Introduction
This document defines a binary representation of a value-graph with strict encoding rules. The output octet sequence is always the same for a given graph.
Key words
The key words ‘MUST,’ ‘MUST NOT,’ ‘REQUIRED,’ ‘SHALL,’ ‘SHALL NOT,’ ‘SHOULD,’ ‘SHOULD NOT,’ ‘RECOMMENDED,’ ‘NOT RECOMMENDED,’ ‘MAY,’ and ‘OPTIONAL’ in this document are to be interpreted as described in BCP 14 [RFC2119] [RFC8174] when, and only when, they appear in all capitals, as shown here.
Representation
The value-graph representation encodes two distinct elements, in the order given, as a sequence of octets:
- value block,
- list of statements (the graph).
Integers
All integers and unsigned and are encoded as follows:
- Let output be an empty sequence of octets.
- Encode the integer into its binary representation using the smallest amount of bits; let bits be this sequence.
- While length of bits is not a multiple of 7 bits:
- Prepend one cleared bit to bits.
- While bits has more than 7 bits:
- Pop the first 7 bits from bits and store these 7 bits as the least significant 7 bits of an octet octet.
- Set the most significant bit of octet.
- Append octet to output.
- Pop the first 7 bits from bits and store these 7 bits as the least significant 7 bits of an octet octet.
- Clear the most significant bit of octet.
- Append octet to output.
In other words, 0b1001010010 (10 bits) is extended to 0b00001001010010 (14 bits) and then encoded like this:
- ------- - ------- |1|0000100| |0|1010010| - ------- - ------- octet #1 octet #2
The most-significant bit indicates whether this is the last octet, the remaining 7 bits contains bits of the integer.
Value block
A value block begins with an integer: the length of the whole block, in octets.
After the integer follows a list of structures with the following fields:
- offset: integer.
- length: integer.
- chars: Sequence of characters encoded in UTF-8. [RFC2277]
The length field contains the amount of code points in the following char field.
The offset field contains an offset, in octets, from the beginning of the block, including the block length, pointing to a structure with a prefix for the current one.
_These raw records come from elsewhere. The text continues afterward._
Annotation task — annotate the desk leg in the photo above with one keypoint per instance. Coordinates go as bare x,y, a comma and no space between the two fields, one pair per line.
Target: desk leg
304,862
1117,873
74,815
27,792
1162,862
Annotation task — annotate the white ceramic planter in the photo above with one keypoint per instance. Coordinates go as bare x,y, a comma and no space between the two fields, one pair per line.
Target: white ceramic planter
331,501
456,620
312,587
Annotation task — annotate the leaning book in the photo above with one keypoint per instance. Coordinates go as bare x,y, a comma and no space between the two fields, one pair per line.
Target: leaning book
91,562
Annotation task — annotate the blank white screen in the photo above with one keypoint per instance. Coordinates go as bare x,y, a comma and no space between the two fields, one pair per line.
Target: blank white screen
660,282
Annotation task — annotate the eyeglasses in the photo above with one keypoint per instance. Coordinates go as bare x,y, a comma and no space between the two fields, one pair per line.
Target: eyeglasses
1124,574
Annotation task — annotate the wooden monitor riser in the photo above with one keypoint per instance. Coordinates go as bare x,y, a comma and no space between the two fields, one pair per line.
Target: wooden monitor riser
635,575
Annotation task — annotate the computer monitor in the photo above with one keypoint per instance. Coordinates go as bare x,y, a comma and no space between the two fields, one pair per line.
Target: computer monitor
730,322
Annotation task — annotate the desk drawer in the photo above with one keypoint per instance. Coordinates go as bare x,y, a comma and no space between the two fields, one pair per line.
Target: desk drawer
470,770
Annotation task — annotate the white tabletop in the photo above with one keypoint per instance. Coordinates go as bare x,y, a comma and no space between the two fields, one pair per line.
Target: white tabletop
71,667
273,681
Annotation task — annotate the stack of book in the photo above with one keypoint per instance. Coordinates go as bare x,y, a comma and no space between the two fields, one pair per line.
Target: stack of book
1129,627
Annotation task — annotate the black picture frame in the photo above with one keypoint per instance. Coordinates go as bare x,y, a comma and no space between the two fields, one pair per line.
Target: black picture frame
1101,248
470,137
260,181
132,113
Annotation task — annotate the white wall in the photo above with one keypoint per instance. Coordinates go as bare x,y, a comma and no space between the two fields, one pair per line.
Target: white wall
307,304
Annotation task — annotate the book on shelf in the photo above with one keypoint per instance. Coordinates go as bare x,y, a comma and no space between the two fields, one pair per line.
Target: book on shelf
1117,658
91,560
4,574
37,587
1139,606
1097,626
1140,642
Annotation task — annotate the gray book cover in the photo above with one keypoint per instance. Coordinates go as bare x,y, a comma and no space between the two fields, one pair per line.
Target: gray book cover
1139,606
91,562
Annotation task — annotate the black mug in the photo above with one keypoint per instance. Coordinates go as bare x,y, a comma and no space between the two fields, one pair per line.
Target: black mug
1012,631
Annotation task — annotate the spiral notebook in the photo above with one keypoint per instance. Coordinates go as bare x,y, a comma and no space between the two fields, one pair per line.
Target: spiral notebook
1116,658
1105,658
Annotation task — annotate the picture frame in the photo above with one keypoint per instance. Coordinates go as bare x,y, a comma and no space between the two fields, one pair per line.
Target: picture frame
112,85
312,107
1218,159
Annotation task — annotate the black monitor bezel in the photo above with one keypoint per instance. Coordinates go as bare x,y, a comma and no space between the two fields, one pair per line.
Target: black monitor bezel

The value zero means there is no prefix.
In order to reconstruct a value from a structure: copy chars to a buffer; then recusively follow the offset pointer to another structure and prepend its chars to the buffer until there is no prefix.
List of statements
A list of statements begins with an integer: the amount of distinct subjects.
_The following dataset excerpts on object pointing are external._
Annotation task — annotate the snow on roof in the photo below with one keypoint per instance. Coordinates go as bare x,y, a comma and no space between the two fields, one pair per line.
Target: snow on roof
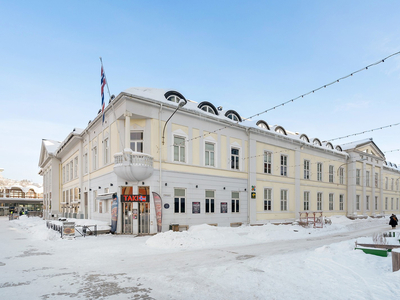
51,146
355,144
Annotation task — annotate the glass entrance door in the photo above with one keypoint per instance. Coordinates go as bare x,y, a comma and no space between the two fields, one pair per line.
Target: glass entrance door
144,218
127,218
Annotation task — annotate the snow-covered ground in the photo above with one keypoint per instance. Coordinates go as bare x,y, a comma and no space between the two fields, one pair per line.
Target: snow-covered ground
249,262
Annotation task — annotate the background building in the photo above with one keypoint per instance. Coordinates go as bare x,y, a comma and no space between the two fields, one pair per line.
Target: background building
206,165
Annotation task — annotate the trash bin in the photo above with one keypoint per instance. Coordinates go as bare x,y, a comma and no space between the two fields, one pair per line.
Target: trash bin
174,227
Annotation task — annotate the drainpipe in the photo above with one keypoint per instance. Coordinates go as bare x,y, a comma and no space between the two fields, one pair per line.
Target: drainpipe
248,177
160,149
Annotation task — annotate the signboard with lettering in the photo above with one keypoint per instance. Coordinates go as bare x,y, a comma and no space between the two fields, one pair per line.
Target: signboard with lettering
135,198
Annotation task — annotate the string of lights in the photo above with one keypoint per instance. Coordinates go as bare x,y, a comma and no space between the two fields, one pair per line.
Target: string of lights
365,131
303,95
325,85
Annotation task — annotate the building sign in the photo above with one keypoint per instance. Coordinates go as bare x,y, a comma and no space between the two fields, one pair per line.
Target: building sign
135,198
195,207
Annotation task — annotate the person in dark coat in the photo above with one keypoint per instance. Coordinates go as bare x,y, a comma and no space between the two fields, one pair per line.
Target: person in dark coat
393,221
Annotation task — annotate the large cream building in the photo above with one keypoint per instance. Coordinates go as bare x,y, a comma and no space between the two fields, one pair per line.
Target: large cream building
206,165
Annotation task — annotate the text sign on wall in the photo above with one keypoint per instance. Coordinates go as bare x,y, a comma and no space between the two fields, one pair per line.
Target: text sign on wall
134,198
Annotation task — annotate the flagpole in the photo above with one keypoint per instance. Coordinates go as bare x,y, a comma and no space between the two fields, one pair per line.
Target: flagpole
105,77
112,105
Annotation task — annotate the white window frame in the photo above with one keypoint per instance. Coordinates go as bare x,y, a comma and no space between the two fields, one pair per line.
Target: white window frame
306,169
209,202
283,160
306,200
319,171
284,200
180,205
267,199
135,141
179,149
267,162
319,201
210,154
331,201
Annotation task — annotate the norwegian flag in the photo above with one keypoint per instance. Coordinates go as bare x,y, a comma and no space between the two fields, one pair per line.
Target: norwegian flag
103,83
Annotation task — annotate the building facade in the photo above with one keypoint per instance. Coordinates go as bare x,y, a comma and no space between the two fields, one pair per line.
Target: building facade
176,162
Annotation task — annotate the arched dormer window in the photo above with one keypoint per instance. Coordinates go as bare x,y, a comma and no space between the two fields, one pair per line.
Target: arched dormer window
281,130
208,107
305,138
174,96
262,124
329,145
317,142
233,115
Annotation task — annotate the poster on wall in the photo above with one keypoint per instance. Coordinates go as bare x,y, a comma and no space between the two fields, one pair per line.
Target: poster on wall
158,206
114,213
224,207
195,207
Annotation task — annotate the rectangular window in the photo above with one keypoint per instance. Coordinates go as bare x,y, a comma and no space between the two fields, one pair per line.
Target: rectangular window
331,173
210,201
306,169
224,207
319,201
357,202
267,199
235,159
284,200
235,202
283,165
195,207
106,151
319,171
306,202
76,167
267,162
341,202
330,201
179,149
67,173
94,158
179,200
209,159
94,201
136,142
358,174
85,160
341,175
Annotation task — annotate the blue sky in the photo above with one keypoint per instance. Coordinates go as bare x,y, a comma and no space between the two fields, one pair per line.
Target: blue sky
243,55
Then for each subject, in ascending order by code point, is the offset into the value block of the corresponding value of the subject, followed by a [list of properties][] of the subject.
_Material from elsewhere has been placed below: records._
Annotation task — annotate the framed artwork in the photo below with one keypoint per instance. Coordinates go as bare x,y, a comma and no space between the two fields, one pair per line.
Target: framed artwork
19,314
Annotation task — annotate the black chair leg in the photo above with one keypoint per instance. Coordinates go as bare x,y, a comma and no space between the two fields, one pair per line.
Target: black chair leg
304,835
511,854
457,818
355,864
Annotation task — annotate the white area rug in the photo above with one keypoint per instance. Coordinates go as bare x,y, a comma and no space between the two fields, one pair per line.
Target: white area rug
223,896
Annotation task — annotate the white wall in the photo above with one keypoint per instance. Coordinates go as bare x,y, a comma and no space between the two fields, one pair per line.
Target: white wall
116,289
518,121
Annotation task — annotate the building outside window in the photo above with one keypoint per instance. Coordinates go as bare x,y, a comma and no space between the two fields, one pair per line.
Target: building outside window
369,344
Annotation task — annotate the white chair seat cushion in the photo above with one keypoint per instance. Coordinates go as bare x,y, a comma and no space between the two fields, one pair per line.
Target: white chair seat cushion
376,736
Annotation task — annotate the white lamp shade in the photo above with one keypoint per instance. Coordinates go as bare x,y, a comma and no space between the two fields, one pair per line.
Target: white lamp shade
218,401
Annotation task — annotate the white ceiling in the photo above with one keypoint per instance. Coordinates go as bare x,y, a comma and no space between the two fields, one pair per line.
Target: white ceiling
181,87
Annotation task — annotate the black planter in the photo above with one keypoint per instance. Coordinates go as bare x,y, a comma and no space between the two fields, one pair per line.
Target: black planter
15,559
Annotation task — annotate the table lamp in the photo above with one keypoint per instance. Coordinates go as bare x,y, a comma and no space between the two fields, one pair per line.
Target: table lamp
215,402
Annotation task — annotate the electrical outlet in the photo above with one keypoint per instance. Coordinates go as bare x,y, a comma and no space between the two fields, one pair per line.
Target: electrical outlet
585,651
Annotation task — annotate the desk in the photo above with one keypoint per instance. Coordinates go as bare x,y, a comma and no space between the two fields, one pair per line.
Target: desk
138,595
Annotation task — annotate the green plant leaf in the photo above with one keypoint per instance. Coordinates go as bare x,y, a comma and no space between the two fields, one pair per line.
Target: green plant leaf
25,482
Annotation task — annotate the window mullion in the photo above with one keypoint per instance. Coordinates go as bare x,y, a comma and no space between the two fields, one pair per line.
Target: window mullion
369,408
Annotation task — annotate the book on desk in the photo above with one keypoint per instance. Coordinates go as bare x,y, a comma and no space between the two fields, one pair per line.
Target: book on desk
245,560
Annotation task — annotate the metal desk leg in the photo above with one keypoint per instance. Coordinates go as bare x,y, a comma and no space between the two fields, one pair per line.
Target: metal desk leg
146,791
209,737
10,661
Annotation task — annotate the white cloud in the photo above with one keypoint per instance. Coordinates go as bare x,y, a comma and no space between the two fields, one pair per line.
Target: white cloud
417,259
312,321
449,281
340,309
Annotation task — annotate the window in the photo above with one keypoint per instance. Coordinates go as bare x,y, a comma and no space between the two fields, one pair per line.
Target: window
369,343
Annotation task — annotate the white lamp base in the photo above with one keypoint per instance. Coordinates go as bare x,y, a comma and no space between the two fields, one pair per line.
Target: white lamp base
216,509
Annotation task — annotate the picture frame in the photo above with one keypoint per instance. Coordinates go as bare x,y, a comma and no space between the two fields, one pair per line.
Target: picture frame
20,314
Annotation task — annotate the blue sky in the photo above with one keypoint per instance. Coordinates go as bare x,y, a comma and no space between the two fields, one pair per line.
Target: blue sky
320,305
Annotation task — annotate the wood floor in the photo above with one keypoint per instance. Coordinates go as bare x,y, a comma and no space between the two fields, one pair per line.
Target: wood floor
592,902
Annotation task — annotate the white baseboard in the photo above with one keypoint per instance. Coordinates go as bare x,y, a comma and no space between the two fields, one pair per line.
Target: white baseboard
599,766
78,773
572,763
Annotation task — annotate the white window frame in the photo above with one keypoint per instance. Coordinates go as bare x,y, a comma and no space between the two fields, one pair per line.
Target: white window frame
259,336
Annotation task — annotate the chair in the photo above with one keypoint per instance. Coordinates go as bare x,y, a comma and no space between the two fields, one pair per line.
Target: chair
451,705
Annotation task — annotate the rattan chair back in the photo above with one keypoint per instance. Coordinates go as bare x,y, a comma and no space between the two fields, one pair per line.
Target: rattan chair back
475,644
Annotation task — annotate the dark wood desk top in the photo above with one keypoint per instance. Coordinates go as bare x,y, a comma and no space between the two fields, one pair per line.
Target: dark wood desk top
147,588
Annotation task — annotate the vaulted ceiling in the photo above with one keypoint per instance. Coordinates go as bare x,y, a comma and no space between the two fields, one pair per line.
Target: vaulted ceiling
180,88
A list of properties begins with an integer: the amount of distinct (subject, property) pairs.
Then for each such property, in ascending order by code point, is the offset into the value block of the corresponding value of the property, followed by a list of property values of the property.
A list of property values begins with an integer: the amount of distinct (subject, property, value) tuples, followed by an offset for each property value.
In order to reconstruct the graph: for each subject:
read the next subject into subject,
then for each property:
read the next property into property,
then for each property value:
read the next property value into value and emit a (subject, property, value) tuple.